Factors associated with PIH were: primigravida, extreme age, early gestational age, twin pregnancy, gravidity, long inter-pregnancy intervals, chronic hypertension, history of diabetes, multiple pregnancies, obesity, smoking, socioeconomic level, and diet [14,15,16,17,18,19]. Anemia and coffee intake during pregnancy are risk factors for the development of PIH [20]. Similarly, the level of iron was significantly higher in the PIH groups than in the control groups [21]. Antioxidant supplementation was associated with better maternal and perinatal outcomes than iron and folic acid supplementation alone [22]. The consumption of seafood was inversely associated with the odds of developing PIH [23]. PIH was less frequent in women who ate received iron and folic acid supplements [24]. Maternal ferritin concentration is primarily a reflection of maternal iron status, and a high level is associated with unfavorable outcomes. This indicates the need for further study of routine iron-folic acid supplementation in pregnant women [25].

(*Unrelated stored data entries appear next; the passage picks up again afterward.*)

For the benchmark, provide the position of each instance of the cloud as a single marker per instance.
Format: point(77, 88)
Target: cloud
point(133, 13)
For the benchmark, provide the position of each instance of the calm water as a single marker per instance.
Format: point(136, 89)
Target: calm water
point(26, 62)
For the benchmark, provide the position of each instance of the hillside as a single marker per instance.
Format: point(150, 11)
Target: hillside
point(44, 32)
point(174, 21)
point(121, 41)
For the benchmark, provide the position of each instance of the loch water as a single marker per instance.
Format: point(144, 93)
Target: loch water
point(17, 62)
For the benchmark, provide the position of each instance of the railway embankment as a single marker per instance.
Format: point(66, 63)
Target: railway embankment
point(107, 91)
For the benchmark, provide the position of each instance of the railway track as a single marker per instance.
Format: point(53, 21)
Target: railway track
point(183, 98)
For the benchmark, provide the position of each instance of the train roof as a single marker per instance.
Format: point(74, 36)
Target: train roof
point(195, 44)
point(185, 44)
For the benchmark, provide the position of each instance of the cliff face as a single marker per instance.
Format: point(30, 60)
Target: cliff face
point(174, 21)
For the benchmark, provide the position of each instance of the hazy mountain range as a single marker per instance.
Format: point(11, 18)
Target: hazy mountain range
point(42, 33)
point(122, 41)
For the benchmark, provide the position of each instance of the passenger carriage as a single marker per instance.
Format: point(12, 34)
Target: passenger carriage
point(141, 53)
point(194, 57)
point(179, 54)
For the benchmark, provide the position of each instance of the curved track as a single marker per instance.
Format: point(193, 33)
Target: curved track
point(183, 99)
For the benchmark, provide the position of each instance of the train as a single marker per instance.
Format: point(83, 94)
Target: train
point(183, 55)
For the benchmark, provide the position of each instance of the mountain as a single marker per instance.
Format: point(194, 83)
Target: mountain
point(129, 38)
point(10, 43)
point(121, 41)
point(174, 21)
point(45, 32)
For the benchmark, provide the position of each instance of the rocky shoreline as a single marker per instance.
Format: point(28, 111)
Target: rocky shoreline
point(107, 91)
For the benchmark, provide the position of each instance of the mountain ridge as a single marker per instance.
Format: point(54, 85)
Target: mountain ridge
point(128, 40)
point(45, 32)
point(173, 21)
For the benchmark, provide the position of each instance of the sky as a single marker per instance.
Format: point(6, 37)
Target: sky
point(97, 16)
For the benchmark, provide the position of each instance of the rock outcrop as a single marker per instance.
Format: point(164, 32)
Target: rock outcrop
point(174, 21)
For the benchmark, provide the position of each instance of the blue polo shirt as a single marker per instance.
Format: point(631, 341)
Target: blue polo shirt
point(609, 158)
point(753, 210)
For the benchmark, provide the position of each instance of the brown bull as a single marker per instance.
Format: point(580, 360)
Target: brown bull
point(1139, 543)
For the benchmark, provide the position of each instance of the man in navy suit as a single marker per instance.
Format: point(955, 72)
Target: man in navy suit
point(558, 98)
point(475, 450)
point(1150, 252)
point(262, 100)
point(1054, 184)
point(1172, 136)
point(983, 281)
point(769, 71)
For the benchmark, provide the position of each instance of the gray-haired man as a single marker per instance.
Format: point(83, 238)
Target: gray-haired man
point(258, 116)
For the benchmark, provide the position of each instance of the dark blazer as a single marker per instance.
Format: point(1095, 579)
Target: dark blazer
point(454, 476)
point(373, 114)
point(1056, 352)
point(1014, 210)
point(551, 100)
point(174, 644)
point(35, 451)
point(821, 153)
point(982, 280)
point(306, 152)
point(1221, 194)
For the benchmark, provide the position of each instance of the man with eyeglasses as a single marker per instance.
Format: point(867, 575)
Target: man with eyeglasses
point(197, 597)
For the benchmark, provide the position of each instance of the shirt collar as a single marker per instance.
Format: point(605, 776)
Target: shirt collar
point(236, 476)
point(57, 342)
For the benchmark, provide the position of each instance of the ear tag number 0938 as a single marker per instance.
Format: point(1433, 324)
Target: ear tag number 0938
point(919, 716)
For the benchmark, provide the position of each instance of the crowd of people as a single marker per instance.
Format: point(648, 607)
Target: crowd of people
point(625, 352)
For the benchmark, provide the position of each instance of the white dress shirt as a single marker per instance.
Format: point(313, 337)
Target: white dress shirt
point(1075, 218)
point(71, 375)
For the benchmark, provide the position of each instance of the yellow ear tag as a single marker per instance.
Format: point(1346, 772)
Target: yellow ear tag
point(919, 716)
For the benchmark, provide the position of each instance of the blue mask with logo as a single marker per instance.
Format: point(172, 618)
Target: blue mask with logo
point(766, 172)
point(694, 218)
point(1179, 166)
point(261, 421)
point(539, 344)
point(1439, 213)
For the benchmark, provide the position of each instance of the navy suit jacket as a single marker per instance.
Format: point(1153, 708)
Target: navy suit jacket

The potential harmful effects of iron-folic acid were not carefully debated in regards to its effectiveness. Even if iron-folic acid is beneficial for neonatal or maternal outcomes, it is associated with glucose impairment and pregnancy-induced hypertension in mid-pregnancy [26]. High hemoglobin levels in women who took iron-folic acid supplements were associated with an increased risk of PIH [27]. Its supplementation before 16 weeks of gestational age was significantly associated with an increased risk of developing PIH [28]. But there was no association between the occurrence of PIH and the timing of iron-folic acid (IFA) supplementation. Early (< 28 weeks) and late (≥ 28 weeks) onset or start of iron-folic acid supplementation, on the other hand, was found to be protective [29, 30]. Women in the lowest iron quartile had a 2.2-fold increase in PIH risk compared to women in the highest quartile [31]. In India, women who had a diet that was sufficiently varied and supplemented with iron and folic acid throughout pregnancy experienced fewer PIH symptoms. PIH symptoms were 36% lower in mothers who took iron-folic acid supplements for at least 90 days during their previous pregnancy [32].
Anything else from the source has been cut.